What does this mean and why will the winds be weak today?
by Mike Godsey, firstname.lastname@example.org
Something is really weird with the wind this morning. Looking at the Bay Area wind graph at 9AM you are seeing mostly NE winds. And looking at the model animation above you can see the ocean winds are NNW rather than NW out at the ocean buoys and NE over the bay. Also notice the purple area in the Central Valley that represents high pressure (not the typical low pressure) and instead there is low pressure just west of the Golden Gate.
Let’s analyze this set up to see what caused it and why most Bay Area sites will only see weak wind today.

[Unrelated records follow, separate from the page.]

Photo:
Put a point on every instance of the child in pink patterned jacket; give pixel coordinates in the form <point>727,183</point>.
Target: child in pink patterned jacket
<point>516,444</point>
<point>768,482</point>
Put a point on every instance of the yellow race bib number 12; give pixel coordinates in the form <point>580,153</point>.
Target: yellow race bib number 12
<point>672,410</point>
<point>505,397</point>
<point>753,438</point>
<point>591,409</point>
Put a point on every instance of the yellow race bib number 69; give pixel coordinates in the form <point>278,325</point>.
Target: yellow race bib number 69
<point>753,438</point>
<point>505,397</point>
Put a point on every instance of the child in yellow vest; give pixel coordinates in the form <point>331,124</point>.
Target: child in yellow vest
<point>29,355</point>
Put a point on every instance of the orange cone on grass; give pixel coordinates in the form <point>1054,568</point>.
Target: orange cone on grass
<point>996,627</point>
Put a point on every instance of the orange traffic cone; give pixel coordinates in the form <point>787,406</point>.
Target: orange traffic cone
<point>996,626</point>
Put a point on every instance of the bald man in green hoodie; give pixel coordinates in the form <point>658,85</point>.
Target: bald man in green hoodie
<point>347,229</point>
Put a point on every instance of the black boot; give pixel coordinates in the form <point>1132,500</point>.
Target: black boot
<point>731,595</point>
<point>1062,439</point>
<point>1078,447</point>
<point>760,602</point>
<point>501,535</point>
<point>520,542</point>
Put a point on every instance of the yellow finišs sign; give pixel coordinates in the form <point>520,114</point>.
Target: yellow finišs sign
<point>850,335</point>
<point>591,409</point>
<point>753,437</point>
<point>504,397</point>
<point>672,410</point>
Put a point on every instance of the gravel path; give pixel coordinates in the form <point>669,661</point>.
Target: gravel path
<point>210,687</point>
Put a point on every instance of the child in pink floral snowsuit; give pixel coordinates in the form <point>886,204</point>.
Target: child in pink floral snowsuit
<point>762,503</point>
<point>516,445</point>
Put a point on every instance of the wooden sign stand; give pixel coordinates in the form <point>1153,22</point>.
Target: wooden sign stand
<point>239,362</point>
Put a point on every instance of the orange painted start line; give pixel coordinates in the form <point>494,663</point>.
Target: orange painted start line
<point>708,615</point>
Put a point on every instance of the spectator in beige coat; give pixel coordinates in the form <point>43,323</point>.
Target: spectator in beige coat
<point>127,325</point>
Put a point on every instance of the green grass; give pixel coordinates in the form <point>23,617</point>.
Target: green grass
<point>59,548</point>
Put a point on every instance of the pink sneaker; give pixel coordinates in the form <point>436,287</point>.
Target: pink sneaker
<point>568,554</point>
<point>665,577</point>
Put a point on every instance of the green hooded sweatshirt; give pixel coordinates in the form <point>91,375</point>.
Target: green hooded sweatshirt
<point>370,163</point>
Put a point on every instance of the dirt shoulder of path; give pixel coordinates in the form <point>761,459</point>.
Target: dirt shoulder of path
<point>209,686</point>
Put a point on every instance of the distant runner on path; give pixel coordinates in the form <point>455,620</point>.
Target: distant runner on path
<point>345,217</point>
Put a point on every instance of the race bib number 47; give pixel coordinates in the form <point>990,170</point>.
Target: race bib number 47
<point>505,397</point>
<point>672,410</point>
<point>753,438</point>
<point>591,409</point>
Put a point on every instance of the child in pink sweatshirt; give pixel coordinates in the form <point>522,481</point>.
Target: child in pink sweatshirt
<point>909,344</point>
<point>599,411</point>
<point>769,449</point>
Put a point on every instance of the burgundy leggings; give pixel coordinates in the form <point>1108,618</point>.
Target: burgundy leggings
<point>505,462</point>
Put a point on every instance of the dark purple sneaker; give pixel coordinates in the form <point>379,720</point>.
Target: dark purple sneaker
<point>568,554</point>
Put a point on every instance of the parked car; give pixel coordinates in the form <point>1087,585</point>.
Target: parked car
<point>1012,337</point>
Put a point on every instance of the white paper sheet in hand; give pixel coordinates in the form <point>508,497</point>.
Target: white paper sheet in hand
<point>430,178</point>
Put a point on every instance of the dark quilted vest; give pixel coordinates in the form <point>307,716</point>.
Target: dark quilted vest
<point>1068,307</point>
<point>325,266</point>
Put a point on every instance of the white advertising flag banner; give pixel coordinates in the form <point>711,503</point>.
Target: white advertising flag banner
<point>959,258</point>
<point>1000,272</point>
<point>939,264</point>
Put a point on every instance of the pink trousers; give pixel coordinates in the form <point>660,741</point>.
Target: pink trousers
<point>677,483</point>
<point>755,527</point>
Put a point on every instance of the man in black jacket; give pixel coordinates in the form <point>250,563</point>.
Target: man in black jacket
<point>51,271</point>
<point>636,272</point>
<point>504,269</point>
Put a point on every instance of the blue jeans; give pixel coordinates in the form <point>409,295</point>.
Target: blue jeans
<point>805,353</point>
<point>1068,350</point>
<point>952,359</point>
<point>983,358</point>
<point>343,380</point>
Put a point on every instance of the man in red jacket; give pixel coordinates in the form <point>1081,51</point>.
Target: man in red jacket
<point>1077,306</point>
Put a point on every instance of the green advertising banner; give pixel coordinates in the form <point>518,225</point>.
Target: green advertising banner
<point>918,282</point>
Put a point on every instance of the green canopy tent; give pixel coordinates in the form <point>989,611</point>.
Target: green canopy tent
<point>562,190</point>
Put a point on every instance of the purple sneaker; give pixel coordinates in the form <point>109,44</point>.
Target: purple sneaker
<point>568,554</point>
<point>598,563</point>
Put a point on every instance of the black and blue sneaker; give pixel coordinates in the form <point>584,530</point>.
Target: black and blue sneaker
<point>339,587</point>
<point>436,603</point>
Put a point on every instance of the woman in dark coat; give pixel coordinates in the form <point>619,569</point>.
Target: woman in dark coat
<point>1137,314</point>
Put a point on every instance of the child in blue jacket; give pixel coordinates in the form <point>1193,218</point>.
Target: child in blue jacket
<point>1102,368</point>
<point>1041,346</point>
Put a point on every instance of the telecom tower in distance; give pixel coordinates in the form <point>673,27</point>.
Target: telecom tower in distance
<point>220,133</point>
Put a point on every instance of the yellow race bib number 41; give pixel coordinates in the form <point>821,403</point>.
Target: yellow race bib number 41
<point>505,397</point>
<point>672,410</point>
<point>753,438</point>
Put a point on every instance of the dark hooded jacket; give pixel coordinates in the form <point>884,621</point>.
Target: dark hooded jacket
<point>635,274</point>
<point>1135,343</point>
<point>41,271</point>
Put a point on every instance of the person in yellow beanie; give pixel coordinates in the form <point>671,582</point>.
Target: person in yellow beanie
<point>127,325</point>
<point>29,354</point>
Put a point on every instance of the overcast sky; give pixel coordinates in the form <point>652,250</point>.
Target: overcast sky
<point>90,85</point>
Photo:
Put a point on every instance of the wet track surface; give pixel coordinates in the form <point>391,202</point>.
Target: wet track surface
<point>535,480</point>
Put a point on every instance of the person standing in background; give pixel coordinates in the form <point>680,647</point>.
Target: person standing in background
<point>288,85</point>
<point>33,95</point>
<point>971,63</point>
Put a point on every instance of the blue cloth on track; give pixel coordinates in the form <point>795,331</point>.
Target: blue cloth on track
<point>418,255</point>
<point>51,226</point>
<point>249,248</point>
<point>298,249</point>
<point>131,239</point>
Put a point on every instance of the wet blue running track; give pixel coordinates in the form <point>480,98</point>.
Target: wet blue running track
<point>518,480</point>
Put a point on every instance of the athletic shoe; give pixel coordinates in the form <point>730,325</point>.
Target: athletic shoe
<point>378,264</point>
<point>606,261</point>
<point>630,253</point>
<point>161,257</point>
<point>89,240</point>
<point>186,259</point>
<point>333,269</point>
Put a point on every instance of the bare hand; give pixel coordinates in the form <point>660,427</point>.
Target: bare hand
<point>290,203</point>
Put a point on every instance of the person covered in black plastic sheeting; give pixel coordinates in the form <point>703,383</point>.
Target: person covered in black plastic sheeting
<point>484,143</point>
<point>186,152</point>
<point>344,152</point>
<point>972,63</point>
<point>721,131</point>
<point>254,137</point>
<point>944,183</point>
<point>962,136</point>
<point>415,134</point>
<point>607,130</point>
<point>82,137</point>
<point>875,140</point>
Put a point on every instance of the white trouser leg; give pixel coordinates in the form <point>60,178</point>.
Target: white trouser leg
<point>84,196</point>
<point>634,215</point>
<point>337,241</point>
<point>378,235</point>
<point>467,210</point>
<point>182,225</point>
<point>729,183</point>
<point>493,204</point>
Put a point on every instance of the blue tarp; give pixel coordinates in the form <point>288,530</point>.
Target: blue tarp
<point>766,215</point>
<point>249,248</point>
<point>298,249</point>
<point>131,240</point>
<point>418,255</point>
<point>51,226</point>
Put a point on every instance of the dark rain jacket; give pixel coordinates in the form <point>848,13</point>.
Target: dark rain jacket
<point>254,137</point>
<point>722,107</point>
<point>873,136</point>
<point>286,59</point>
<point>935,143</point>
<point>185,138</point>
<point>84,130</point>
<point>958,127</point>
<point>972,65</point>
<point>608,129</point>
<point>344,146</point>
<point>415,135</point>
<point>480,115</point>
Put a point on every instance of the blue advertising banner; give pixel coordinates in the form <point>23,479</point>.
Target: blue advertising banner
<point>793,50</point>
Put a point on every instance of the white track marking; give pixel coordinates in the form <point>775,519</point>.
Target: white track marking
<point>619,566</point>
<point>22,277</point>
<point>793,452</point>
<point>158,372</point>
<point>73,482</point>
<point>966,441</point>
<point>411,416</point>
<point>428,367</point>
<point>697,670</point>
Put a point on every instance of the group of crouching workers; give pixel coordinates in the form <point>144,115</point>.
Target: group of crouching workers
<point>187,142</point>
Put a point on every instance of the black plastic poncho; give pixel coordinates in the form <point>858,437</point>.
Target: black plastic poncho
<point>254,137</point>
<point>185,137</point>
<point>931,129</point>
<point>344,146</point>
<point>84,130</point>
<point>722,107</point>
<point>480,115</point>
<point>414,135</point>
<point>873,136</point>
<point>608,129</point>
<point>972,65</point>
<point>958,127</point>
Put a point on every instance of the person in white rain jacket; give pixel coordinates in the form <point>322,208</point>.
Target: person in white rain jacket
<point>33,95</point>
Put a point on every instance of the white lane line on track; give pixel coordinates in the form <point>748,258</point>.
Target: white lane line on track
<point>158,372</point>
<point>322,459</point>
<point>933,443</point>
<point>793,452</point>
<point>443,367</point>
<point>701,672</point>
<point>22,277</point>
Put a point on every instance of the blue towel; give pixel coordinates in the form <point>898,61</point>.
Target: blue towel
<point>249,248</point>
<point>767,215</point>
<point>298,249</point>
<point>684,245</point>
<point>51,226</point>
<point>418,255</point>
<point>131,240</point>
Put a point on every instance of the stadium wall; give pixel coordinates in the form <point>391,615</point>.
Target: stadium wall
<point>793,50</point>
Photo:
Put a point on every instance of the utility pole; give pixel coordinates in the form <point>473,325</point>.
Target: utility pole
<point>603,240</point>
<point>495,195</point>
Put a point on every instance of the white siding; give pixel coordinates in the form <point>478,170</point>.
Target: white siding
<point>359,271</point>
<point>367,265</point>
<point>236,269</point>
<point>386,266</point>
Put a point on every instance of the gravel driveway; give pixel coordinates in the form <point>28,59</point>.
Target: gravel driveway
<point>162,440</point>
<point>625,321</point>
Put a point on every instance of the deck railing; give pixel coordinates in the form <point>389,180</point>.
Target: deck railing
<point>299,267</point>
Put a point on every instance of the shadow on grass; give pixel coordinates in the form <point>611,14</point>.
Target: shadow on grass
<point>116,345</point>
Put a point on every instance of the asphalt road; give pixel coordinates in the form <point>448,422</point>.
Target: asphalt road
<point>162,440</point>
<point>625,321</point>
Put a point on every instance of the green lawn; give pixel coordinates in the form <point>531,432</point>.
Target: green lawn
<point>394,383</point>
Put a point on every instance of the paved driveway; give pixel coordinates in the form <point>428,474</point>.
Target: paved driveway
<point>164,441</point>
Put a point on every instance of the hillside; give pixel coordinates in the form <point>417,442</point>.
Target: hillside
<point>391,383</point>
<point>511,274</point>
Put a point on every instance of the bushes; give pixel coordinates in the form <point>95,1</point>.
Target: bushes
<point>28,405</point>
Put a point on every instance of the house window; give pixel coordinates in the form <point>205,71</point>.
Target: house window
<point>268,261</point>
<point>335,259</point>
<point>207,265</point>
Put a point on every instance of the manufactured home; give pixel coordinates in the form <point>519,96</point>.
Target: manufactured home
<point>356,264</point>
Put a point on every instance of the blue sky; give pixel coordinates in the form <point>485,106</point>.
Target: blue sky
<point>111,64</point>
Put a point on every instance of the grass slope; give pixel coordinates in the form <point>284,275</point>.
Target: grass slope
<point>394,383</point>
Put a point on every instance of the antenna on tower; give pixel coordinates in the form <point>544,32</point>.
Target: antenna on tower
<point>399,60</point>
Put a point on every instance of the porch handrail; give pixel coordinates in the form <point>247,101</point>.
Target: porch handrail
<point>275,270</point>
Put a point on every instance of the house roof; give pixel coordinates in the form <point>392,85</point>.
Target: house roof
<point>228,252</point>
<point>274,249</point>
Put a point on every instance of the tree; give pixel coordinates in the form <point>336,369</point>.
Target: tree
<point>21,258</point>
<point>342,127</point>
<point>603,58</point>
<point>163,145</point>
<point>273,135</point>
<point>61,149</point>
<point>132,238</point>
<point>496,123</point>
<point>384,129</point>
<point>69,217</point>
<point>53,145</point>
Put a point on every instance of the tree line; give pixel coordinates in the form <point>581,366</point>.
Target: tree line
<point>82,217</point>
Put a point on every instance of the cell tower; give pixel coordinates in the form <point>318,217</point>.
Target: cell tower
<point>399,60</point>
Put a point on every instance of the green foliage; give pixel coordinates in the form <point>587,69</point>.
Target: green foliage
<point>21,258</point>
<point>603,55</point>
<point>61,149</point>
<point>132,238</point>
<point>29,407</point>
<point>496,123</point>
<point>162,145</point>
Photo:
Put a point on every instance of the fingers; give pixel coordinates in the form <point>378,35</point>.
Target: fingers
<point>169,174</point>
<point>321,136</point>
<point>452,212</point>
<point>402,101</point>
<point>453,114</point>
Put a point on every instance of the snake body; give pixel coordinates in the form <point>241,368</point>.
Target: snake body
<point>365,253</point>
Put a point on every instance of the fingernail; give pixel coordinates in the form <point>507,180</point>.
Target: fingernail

Looking at the wind graph, #1 below you can see this unusual wind pattern. Next notice how image #3 shows the SFO-SAC pressure gradient was actually negative at dawn today while the Redding pressure gradient was strongly reversed meaning there was high pressure there hence NNE to NE winds towards the Bay Area.
The critical image is #4. Notice how the isobars of the Central Valley thermal low have expanded west of the Bay Area. This is creating the low pressure you see at the top of the page and the NE winds. There NE winds tend to push the NW ocean wind away from the coast as you can also see in the top image and they tend to keep the low pressure west of the Golden Gate.
Next notice in image #5 how this afternoon the isobars of the Central Valley thermal low retreat eastward towards the East Bay hills Notice in image #2 that as this retreat happens the SFO-SAC pressure gradient inches upward. However most of the pressure gradient is focused from Treasure Island westward. That is why I am forecasting weak winds for the East Bay and Sherman Island.
In the final animation you can see the dance the valley low performs as we go from early morning to late afternoon.
Of course the big question what caused the Central Valley thermal low to lunger over the coast. And the short answer to that when the North Pacific High pushed a ridge into the Pacific Northwest the resulting NE flow causes the valley low pressure to drift westward and the Bay Area only sees mild winds.